With the calculator, you may display the colors in any of three color spaces: xyY, Lab or Luv.

Since the number of colors in the set is so large (2734), the calculator has controls to restrict the display to certain subsets of Hue, Value and Chroma. For each of these three attributes, you may select an individual item, or all items (the All setting is always found at the extreme right end of the sliders). By experimenting a bit, you will quickly learn how this works, and the usefulness of these controls. With them, you may, for example, display all colors of a certain Value, or all colors of a certain Hue, or all colors of a certain Value and Chroma. The best way to learn is by trying it for yourself.

Finally, the actual drawing of the colors may be controlled to better display the relationships among the colors. Rings will connect those colors sharing a common Chroma, which makes it easier to see the shape (which ideally should be circular). Radials will connect those colors sharing a common Hue, which allows you to see how straight the lines are.

## Attributes of a Perceptually Uniform Color Space

For a given Value, all rings of constant Chroma should be circular in shape, and the increment in radius between neighboring rings should be constant. Also for a given Value, all radials of constant Hue should be straight lines, and the angle between neighboring radials should be constant (9 degrees, since the Munsell Renotation System data has 40 Hues: 360 / 40 = 9).

Furthermore, as you compare colors of different Value, the rings should align, as should the radials.

See the Uniform Perceptual Lab page for an implementation of a color space with these perceptual properties.

## The "Blue Turns Purple" Problem

Many people have experienced the disappointment of printing an image, only to find that the rich blues seen on their monitor have turned purple on the print. The reason this occurs is explained here.

The problem starts with the observation that a typical full blue on a monitor simply cannot be reproduced on a printer. Since an accurate reproduction is physically impossible, a substitute color must be used in its place. It would be nice if this substitute color was the same apparent hue, although perhaps less saturated. A printer profile will typically choose the substitute color by selecting a color of similar hue angle, as measured in the CIE Lab color system.

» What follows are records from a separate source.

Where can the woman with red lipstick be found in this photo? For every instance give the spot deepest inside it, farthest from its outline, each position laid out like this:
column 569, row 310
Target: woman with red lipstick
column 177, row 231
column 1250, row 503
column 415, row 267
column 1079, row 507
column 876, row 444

Unfortunately, the Lab color system is not perfect in its ability to match its hue angle with perceptual hue. This is easier to understand by looking at a picture:

Let's say our monitor displays the saturated blue color indicated as "Before" in the picture. Since this color is outside the color gamut of the printer, a typical profile will choose a substitute color along the same hue angle (i.e. moving towards the origin as shown by the red line) until a color is found that is within the color gamut of the printer (labeled "After"). We can see that doing this causes the visual Hue (of the Munsell system) to change from a blue (7.5 PB) to a purple (5.0 P).

A similar "Red Turns Orange" problem occurs for the same reason. This is left as an exercise for the reader, but you can see it if you select Value = 5, and observe the curved radials in the red region (10.0 R).